NEW YORK — The fickle nature of today’s shoppers can fluster a merchant.

Not so Regis Corporation.

A market leader in the hybrid salon-retail business, Regis has diversified its portfolio to get to shoppers no matter where they are. “We realized in the mid-1990s that the mall environment was getting more difficult and we saw we had to grow outside of malls,” said Paul D. Finkelstein, president of Regis Corporation, based in Minneapolis.

Regis, with annual sales exceeding $3 billion, has managed to excel in both salon and retail operations. In many cases, the company acquired its diverse businesses. Finkelstein said future growth would be driven by acquisitions, new stores and same-store sales expansion. The firm expects 3 to 4 percent ofits growth to come from buying existing businesses, 5 to 6 percent from new stores and another 3 to 4 percent from same-store growth.

With more than 9,300 salons in varying locations, Regis Corporation doesn’t flinch if shoppers stray from one channel to another. Regis has a huge reach. Mall shoppers are familiar with Regis properties such as MasterCuts and Trade Secrets. Regis, realizing the growing allure of discount stores, inked a deal with Wal-Mart and now has SmartStyle salons in more than 1,300 Wal-Mart units. Its Supercuts has a big presence in strip malls. Regis also owns Vidal Sassoon and Jean Louis David, two prominent salon names.

And now, Regis is branching into lifestyle and power shopping centers with plans to open more warehouse-size units. It already owns Beauty Warehouse, a three-store operation. It has now opened three additional units, dubbed Beauty Express, based on the concept. The stores are between 2,500 square feet and 6,000 square feet, with 11,000 stockkeeping units. In lifestyle centers, shoppers can drive right up to the door of the merchant rather than strolling long mall corridors.

The largest retail portion of the Regis portfolio is the 538-unit Trade Secrets, which produces 80 percent of its sales from retail and 20 percent from salon services. According to Norma Knudsen, chief operating officer of Trade Secrets, the format is producing comparable-store sales gains of 6 to 9 percent this year versus last.The customer is a “beauty junkie” who must have new items first, said Knudsen. She said Trade Secrets launches 25 to 30 new items per month. “Our customer has to have it first.”

Trade Secret units are about 1,100 square feet and carry about 5,000 skus. “[The warehouse stores] offer us a place to test things that we can then take to Trade Secrets,” said Knudsen.
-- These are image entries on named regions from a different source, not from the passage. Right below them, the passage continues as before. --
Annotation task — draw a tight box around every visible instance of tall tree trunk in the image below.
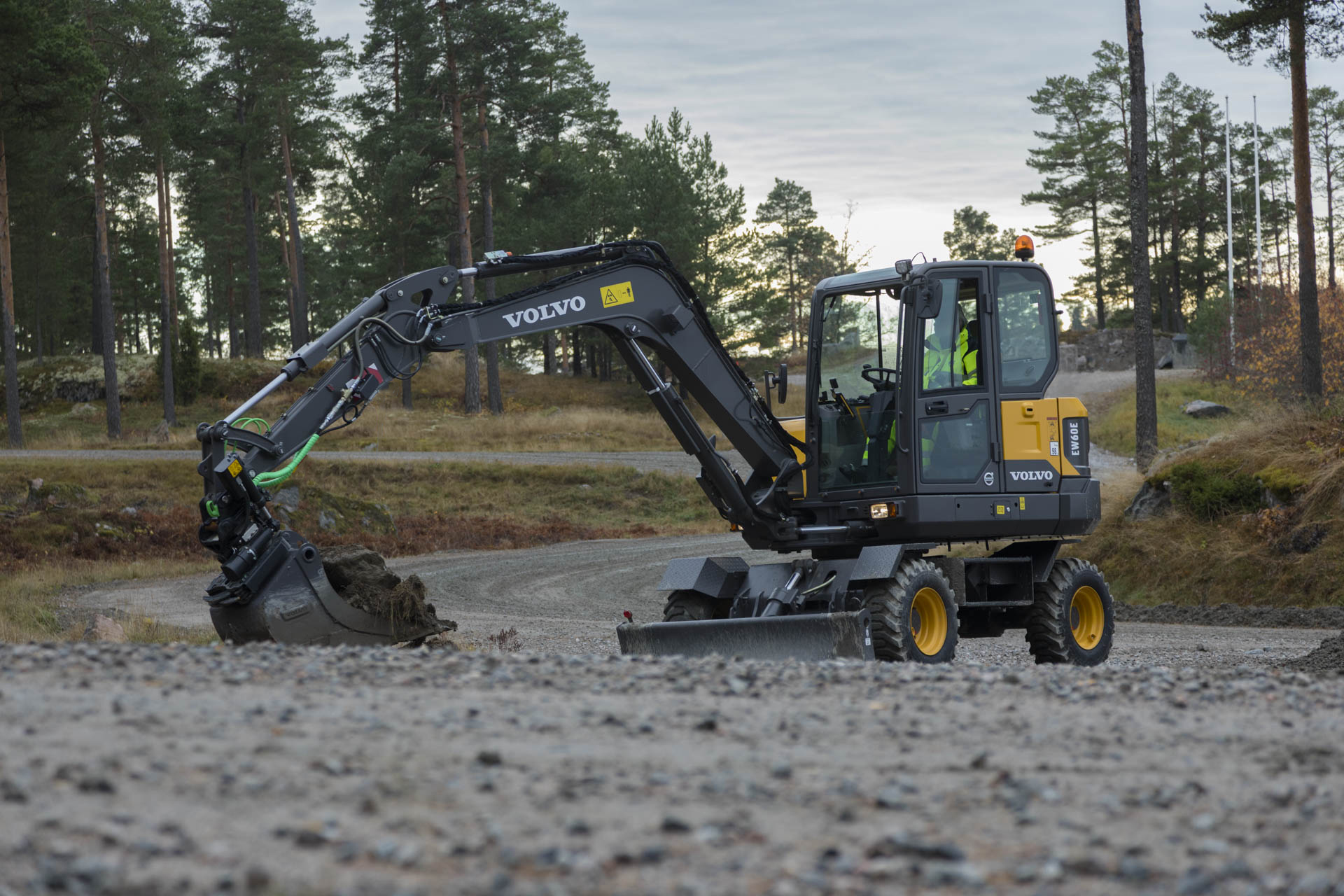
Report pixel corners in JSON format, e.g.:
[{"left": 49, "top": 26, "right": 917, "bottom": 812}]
[
  {"left": 279, "top": 124, "right": 308, "bottom": 348},
  {"left": 1287, "top": 0, "right": 1324, "bottom": 399},
  {"left": 1325, "top": 156, "right": 1335, "bottom": 293},
  {"left": 438, "top": 0, "right": 481, "bottom": 414},
  {"left": 225, "top": 246, "right": 242, "bottom": 357},
  {"left": 1125, "top": 0, "right": 1157, "bottom": 470},
  {"left": 168, "top": 158, "right": 180, "bottom": 352},
  {"left": 89, "top": 224, "right": 102, "bottom": 356},
  {"left": 273, "top": 192, "right": 298, "bottom": 341},
  {"left": 238, "top": 97, "right": 262, "bottom": 357},
  {"left": 155, "top": 156, "right": 177, "bottom": 426},
  {"left": 0, "top": 130, "right": 23, "bottom": 447},
  {"left": 476, "top": 101, "right": 504, "bottom": 415},
  {"left": 89, "top": 95, "right": 121, "bottom": 440}
]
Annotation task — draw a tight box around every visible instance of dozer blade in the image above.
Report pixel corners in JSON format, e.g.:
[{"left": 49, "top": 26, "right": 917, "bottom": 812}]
[
  {"left": 206, "top": 532, "right": 444, "bottom": 645},
  {"left": 615, "top": 610, "right": 874, "bottom": 661}
]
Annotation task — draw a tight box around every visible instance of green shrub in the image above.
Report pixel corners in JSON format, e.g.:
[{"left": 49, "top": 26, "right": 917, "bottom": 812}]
[{"left": 1154, "top": 461, "right": 1264, "bottom": 523}]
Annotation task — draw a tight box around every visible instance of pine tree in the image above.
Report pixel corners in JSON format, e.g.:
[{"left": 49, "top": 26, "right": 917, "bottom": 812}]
[
  {"left": 0, "top": 0, "right": 101, "bottom": 447},
  {"left": 1021, "top": 62, "right": 1128, "bottom": 329},
  {"left": 1308, "top": 88, "right": 1344, "bottom": 290},
  {"left": 1125, "top": 0, "right": 1157, "bottom": 470},
  {"left": 1196, "top": 0, "right": 1344, "bottom": 399}
]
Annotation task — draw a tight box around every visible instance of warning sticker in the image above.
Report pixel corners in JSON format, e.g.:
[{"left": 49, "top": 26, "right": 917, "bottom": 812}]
[{"left": 602, "top": 281, "right": 634, "bottom": 307}]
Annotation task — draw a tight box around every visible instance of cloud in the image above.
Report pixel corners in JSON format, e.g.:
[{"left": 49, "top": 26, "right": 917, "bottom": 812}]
[{"left": 314, "top": 0, "right": 1344, "bottom": 285}]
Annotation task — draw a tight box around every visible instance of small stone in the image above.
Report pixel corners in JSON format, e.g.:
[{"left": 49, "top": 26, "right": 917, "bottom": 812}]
[
  {"left": 663, "top": 816, "right": 691, "bottom": 834},
  {"left": 0, "top": 778, "right": 28, "bottom": 804},
  {"left": 1176, "top": 865, "right": 1218, "bottom": 896},
  {"left": 1182, "top": 399, "right": 1233, "bottom": 419}
]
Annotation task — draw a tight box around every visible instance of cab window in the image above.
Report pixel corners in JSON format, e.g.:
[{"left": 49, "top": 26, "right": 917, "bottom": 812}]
[
  {"left": 920, "top": 276, "right": 985, "bottom": 392},
  {"left": 995, "top": 267, "right": 1055, "bottom": 392},
  {"left": 817, "top": 290, "right": 909, "bottom": 490}
]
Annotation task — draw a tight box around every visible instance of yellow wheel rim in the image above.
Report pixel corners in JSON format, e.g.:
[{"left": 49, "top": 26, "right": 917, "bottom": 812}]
[
  {"left": 1068, "top": 584, "right": 1106, "bottom": 650},
  {"left": 910, "top": 589, "right": 948, "bottom": 657}
]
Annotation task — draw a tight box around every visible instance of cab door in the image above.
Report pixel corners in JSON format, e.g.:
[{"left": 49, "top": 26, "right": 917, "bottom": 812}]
[{"left": 911, "top": 267, "right": 1002, "bottom": 494}]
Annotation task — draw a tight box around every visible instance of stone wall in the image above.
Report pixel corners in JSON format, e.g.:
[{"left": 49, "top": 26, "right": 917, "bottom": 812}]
[{"left": 1059, "top": 329, "right": 1199, "bottom": 371}]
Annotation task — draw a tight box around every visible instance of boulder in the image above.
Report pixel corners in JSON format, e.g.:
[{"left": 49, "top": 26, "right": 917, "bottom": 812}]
[
  {"left": 83, "top": 612, "right": 126, "bottom": 643},
  {"left": 1125, "top": 482, "right": 1172, "bottom": 523},
  {"left": 1182, "top": 398, "right": 1233, "bottom": 419},
  {"left": 28, "top": 479, "right": 92, "bottom": 506}
]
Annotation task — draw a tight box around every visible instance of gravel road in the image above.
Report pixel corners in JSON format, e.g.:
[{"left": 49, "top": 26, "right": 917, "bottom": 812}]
[{"left": 0, "top": 640, "right": 1344, "bottom": 896}]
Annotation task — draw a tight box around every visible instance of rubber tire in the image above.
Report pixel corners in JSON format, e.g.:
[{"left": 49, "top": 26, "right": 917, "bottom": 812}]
[
  {"left": 863, "top": 560, "right": 957, "bottom": 662},
  {"left": 1027, "top": 557, "right": 1116, "bottom": 666},
  {"left": 663, "top": 591, "right": 732, "bottom": 622}
]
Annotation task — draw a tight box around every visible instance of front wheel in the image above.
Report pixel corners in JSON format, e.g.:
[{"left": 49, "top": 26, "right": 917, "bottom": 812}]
[
  {"left": 1027, "top": 557, "right": 1116, "bottom": 666},
  {"left": 864, "top": 560, "right": 957, "bottom": 662}
]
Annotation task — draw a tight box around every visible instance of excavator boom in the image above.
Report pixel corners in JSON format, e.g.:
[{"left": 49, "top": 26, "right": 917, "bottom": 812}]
[{"left": 197, "top": 241, "right": 871, "bottom": 655}]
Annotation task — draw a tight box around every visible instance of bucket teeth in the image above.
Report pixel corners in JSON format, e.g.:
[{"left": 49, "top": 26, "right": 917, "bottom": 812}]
[
  {"left": 615, "top": 610, "right": 874, "bottom": 661},
  {"left": 206, "top": 531, "right": 445, "bottom": 645}
]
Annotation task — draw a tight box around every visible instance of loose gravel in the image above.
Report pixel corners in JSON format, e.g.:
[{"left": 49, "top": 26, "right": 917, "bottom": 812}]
[{"left": 0, "top": 643, "right": 1344, "bottom": 896}]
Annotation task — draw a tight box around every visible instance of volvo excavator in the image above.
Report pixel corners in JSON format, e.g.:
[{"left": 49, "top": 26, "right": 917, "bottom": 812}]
[{"left": 197, "top": 241, "right": 1114, "bottom": 665}]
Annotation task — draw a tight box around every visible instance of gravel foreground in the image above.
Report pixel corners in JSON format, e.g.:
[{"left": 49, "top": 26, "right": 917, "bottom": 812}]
[{"left": 0, "top": 643, "right": 1344, "bottom": 896}]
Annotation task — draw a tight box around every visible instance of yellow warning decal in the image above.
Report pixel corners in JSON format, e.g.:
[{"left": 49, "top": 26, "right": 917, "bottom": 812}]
[{"left": 602, "top": 281, "right": 634, "bottom": 307}]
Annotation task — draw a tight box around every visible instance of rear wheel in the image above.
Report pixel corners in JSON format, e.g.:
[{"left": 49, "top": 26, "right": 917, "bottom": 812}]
[
  {"left": 1027, "top": 557, "right": 1116, "bottom": 666},
  {"left": 864, "top": 560, "right": 957, "bottom": 662},
  {"left": 663, "top": 591, "right": 732, "bottom": 622}
]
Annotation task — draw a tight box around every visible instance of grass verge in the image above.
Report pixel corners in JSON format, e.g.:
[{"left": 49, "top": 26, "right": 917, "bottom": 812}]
[
  {"left": 0, "top": 456, "right": 724, "bottom": 640},
  {"left": 1074, "top": 411, "right": 1344, "bottom": 607},
  {"left": 10, "top": 356, "right": 804, "bottom": 451},
  {"left": 1088, "top": 379, "right": 1247, "bottom": 456}
]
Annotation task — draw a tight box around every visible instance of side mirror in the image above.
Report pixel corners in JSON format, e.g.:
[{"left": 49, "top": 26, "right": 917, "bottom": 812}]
[{"left": 907, "top": 279, "right": 942, "bottom": 320}]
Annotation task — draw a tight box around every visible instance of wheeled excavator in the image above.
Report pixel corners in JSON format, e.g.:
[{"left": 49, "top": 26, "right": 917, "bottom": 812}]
[{"left": 197, "top": 241, "right": 1114, "bottom": 665}]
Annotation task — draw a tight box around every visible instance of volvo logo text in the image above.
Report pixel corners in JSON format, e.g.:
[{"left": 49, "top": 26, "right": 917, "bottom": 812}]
[{"left": 504, "top": 295, "right": 587, "bottom": 326}]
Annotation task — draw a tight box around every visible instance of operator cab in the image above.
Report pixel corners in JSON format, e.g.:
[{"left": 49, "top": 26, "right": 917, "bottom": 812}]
[{"left": 808, "top": 262, "right": 1058, "bottom": 500}]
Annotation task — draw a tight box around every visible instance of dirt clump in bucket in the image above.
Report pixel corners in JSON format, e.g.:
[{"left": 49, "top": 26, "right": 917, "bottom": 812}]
[
  {"left": 323, "top": 544, "right": 457, "bottom": 633},
  {"left": 1284, "top": 634, "right": 1344, "bottom": 674}
]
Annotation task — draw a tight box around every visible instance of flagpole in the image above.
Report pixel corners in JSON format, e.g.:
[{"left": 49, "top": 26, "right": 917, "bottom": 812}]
[
  {"left": 1223, "top": 95, "right": 1236, "bottom": 367},
  {"left": 1252, "top": 94, "right": 1265, "bottom": 301}
]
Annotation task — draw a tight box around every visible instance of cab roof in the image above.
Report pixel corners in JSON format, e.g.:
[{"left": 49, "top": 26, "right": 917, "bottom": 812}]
[{"left": 817, "top": 260, "right": 1040, "bottom": 293}]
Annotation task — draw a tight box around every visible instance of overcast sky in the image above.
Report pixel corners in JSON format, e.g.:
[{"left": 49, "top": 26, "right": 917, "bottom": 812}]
[{"left": 314, "top": 0, "right": 1344, "bottom": 291}]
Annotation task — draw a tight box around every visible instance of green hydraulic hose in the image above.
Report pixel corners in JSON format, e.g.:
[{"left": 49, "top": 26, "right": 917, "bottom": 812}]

Trade Secrets is also taking advantage of consumer demand for salon products by remodeling existing units with a fresh look. The new prototype features white wash wood and a much more open environment for retail items. “The look is more feminine and we see an immediate bump in sales when we remodel,” said Knudsen. The goal was to make the unit more “consumer friendly” instead of intimidating shoppers who might not understand the store is for all consumers, not just salon operators.

The cash wrap area has been moved from the front of the store to the back so shoppers see the wide array of professional products. The mix includes well-known salon brands such as Paul Mitchell, OPI nail care and Sebastian, as well as the firm’s private label. The average consumer buys almost three items per trip, Knudsen said.

The first-to-market strategy is one key to success that Trade Secrets has when pitted against mass merchants, including supermarkets, who have added many of the same professional salon hair care names that Trade Secrets carries. More and more women want salon hair and beauty products and if Finkelstein has his way, more will understand the importance of buying from a salon versus a mass door.

Finkelstein heads up the Beauty Industry Fund, a group with the sole purpose of cutting diversion of salon hair care products. The fund recently created a TV spot suggesting that hair care bought outside of salons could be phony. According to statistics provided by Finkelstein, retail sales of professional product in unauthorized channels increased by 45 percent during 2002 versus 2001.

As drugstores and other retailers continue to beef up professional lines to grab former department store shoppers, chances are there will be more and more competition from salon stores anxious for the same shopper.